Background: Episodic Memory + Natural Language Query (EM-NLQ) allows users to query ultra-long egocentric videos taken by wearable cameras (e.g., "Where did I put the cup?"). The model must localize the time window \(\mathcal{R}=[t_s,t_e]\) that answers the question within unclipped long videos. Recent works mainly focus on performance, efficiency, and low-data generalization.

Limitations of Prior Work: All existing EM-NLQ methods are one-shot localization—given a query, one prediction is output, and the task ends. In reality, user queries are often ambiguous or incomplete ("The big blue cup or the white one?"), and models are likely to be wrong initially. Users naturally supplement or correct information after seeing incorrect results (e.g., "No, before this, when I started cooking"). Existing models are entirely unable to utilize such feedback.

Key Challenge: Large Vision-Language Models (LVLMs) seem naturally suited for interaction as they are trained on dialogue, instruction following, and user alignment. However, experiments in this paper find that fine-tuning LVLMs for video understanding actually weakens their ability to respond to feedback (many metrics show negative \(\Delta\) after adding feedback). Furthermore, they rely on massive visual backbones, which are slow and heavy, making them unsuitable for on-device episodic memory. This creates a dilemma: task-expert models good at localization cannot use feedback, while linguistically capable LVLMs lack precise localization and are too heavy.

Goal: (1) Extend EM-NLQ into a new task, EM-QnF, permitting multi-round feedback error correction; (2) Create trainable data without existing feedback datasets or expensive human annotation; (3) Enable existing lightweight task-expert models to "learn" how to use feedback without stacking LLMs.

Key Insight: User feedback essentially tells the model "in which direction the answer should move." This can be converted into a segment-wise alignment scoring problem, which then re-weights the video features of the original model to non-intrusively "shift" its attention.

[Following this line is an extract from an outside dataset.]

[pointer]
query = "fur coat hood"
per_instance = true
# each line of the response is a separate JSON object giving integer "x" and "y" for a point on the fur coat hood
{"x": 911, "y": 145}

Core Idea: Use a plug-and-play Feedback ALignment Module (FALM) to predict "alignment scores for each segment," and then inject these scores via a lightweight adapter into any EM-NLQ model to re-weight features, allowing the model to "ReFocus" on segments consistent with user intent.

Method

Overall Architecture

The entire system is named ReFocus. It aims to enable off-the-shelf EM-NLQ models to understand user feedback and refine predictions. The inference flow is: long video + query are first processed by an off-the-shelf EM-NLQ model to provide an initial prediction (reference span \(\mathcal{R}^f\), potentially incorrect); the user providing natural language feedback \(\mathcal{F}\) regarding this span; FALM takes (video, query, reference span, feedback) inputs and outputs an alignment score \(P_i\in[0,1]\) for each segment \(C_i\); these scores, after being scaled and shifted by a lightweight EM Adapter, re-weight the original EM-NLQ model's video features, shifting focus to segments aligned with feedback to produce a refined span \(\mathcal{R}_2\). For multiple rounds, each feedback is processed individually before late fusion. On the training side, a synthetic feedback generation recipe converts existing EM-NLQ datasets into EM-QnF data with feedback, extracting pseudo-labels to supervise FALM.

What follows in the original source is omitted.